La radio nationale a fait état en fin de matinée des manifestations pour rapporter une déclaration du ministre du Commerce Mustapha Benbada.Après avoir rencontré jeudi les producteurs et importateurs d'huile et de sucre -denrées qui ont connu la plus forte hausse-, le ministre a assuré que ses services "commençaient à maîtriser la crise" et que sa "résolution" serait "visible dès la semaine prochaine".

Aucun bilan de victime n'a été communiqué de sources officielles.Le journal El-Watan week-end a fait état de "blessés", sans plus de précisions.

A Alger, les rues ont retrouvé leur aspect quotidien jeudi matin après avoir été nettoyées.Les véhicules calcinés ont été enlevés vendredi à l'aube, a constaté une journaliste de l'AFP.

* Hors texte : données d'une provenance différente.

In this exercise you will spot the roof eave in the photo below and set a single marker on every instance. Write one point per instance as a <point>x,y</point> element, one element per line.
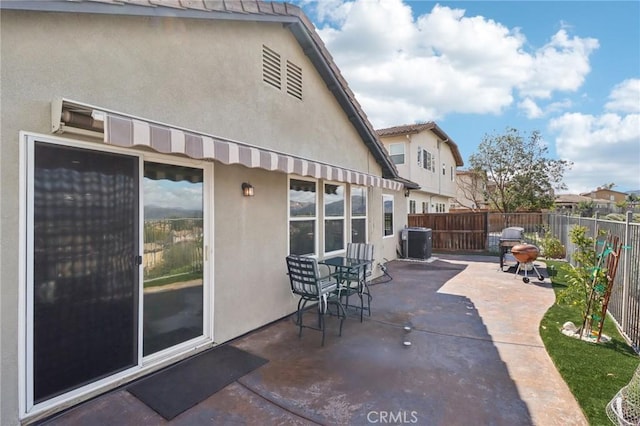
<point>290,15</point>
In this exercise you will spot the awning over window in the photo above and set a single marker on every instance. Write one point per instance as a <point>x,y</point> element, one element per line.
<point>128,132</point>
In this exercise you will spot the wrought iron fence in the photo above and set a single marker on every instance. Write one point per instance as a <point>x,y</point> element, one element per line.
<point>624,304</point>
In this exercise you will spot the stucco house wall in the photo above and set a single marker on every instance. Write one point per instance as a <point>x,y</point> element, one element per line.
<point>437,182</point>
<point>199,74</point>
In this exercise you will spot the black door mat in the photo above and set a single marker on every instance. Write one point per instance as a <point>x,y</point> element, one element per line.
<point>179,387</point>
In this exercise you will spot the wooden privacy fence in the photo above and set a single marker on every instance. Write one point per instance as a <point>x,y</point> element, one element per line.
<point>474,231</point>
<point>454,231</point>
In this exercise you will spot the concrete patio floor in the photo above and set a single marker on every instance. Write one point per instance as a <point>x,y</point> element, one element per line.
<point>475,358</point>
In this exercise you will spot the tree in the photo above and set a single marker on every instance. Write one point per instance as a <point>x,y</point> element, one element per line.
<point>516,171</point>
<point>471,189</point>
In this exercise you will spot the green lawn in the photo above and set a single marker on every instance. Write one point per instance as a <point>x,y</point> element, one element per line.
<point>594,372</point>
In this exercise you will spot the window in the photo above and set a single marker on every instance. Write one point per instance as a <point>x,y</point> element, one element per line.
<point>387,208</point>
<point>333,217</point>
<point>396,151</point>
<point>302,217</point>
<point>426,160</point>
<point>358,214</point>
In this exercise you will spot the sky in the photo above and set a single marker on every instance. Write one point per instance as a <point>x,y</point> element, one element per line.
<point>568,69</point>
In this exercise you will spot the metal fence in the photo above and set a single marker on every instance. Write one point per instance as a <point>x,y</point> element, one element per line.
<point>624,304</point>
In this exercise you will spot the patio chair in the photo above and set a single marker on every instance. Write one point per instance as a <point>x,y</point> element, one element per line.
<point>311,287</point>
<point>357,283</point>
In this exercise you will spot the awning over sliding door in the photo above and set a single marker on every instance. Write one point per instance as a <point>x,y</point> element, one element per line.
<point>127,131</point>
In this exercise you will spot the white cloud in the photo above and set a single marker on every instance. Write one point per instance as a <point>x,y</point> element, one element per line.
<point>625,97</point>
<point>443,62</point>
<point>560,65</point>
<point>605,147</point>
<point>530,108</point>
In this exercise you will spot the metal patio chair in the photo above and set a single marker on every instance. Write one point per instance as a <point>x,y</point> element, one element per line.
<point>357,283</point>
<point>311,287</point>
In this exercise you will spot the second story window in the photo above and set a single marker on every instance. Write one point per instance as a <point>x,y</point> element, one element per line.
<point>426,160</point>
<point>396,151</point>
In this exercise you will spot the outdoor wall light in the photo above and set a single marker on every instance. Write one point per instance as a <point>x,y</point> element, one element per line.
<point>247,189</point>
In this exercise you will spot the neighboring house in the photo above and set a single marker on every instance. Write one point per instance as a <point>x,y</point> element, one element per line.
<point>469,192</point>
<point>606,194</point>
<point>424,154</point>
<point>129,133</point>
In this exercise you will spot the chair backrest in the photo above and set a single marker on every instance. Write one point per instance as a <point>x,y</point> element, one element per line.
<point>303,275</point>
<point>362,251</point>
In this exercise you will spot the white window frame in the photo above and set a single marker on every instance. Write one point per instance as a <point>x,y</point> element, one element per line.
<point>327,218</point>
<point>385,199</point>
<point>353,216</point>
<point>315,218</point>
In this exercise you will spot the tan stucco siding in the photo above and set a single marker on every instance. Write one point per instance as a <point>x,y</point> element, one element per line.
<point>250,246</point>
<point>195,74</point>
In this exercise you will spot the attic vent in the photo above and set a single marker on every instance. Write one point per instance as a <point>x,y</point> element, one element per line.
<point>294,80</point>
<point>270,67</point>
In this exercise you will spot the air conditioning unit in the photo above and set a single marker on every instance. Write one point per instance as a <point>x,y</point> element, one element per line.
<point>416,243</point>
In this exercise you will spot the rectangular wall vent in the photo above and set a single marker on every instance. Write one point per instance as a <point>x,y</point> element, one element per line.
<point>271,67</point>
<point>294,80</point>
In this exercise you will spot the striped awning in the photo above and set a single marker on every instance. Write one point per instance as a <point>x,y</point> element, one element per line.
<point>128,132</point>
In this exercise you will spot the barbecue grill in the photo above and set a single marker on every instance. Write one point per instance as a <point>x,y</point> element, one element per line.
<point>525,254</point>
<point>510,237</point>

Dans le quartier populaire de Bab el Oued où des affrontements violents ont opposé jeudi soir des groupes de jeunes à des policiers armés qui ont fait usage de gaz lacrymogènes, il ne restait plus de débris dans les rues, selon un photographe sur place.Un témoin a affirmé avoir vu des jeunes lancer des cocktails Molotov tandis qu'un autre a vu des sabres.

Dans le quartier el Annacer-Diar el Afia, l'établissement d'un concessionnaire Renault-Dacia portait encore les traces d'un incendie, tout comme un autre garage mercredi soir à Bab el Oued.

Un bus des services publiques algérois de l'ETUSA a aussi été incendié, a affirmé à l'AFP un habitant du quartier mais seules étaient visibles vendredi matin des traces noires sur la chaussée.

"Pourquoi font-ils cela ? Hier, chez moi, j'étais en train de pleurer.Les jeunes, ils ont une cause mais c'est pas comme ça qu'on la défend", a indiqué à l'AFP une vieille dame voilée, en montrant le saccage alentour.

Un peu partout dans la capitale où la nuit a été chaude, tout semblait rentré dans l'ordre mais la police veillait autour des mosquées de Bab el Oued, de Belcourt où des pneus ont été brûlés avec des échauffourées, ainsi que de Bachjarrah, autres quartiers pauvres très densément peuplés, selon des journalistes interrogés sur place.

Dans le quartier proche de l'aéroport de Bab Ezzouar, d'importantes forces de police surveillaient, tout près de ses propres bureaux, un tout nouveau centre commercial de luxe inauguré l'été dernier et accolé au grand hôtel Mercure.Quant à l'université toute proche, elle était ceinturée par les forces de police.

Selon des voyageurs, l'autoroute est-ouest reliant Alger à sa partie est sur le littoral est bloquée depuis jeudi après-midi.Des groupes de jeunes qui ont affronté violemment les forces de l'ordre dans la soirée, y ont installé des barricades forçant les véhicules à rebrousser chemin.

Depuis plus d'une semaine, de petits groupes de jeunes dénoncent avec plus d'intensité un peu partout dans le pays ce qu'ils appellent leur "mal-vivre", que ce soit faute d'emploi -plus de 20% des jeunes sont chômeurs- ou faute de logements.

Les jeunes --les moins de 30 ans constituent 75% des 35,6 millions d'Algériens-- dénoncent aussi pèle-mêle la cherté de la vie, les passe-droits et la corruption.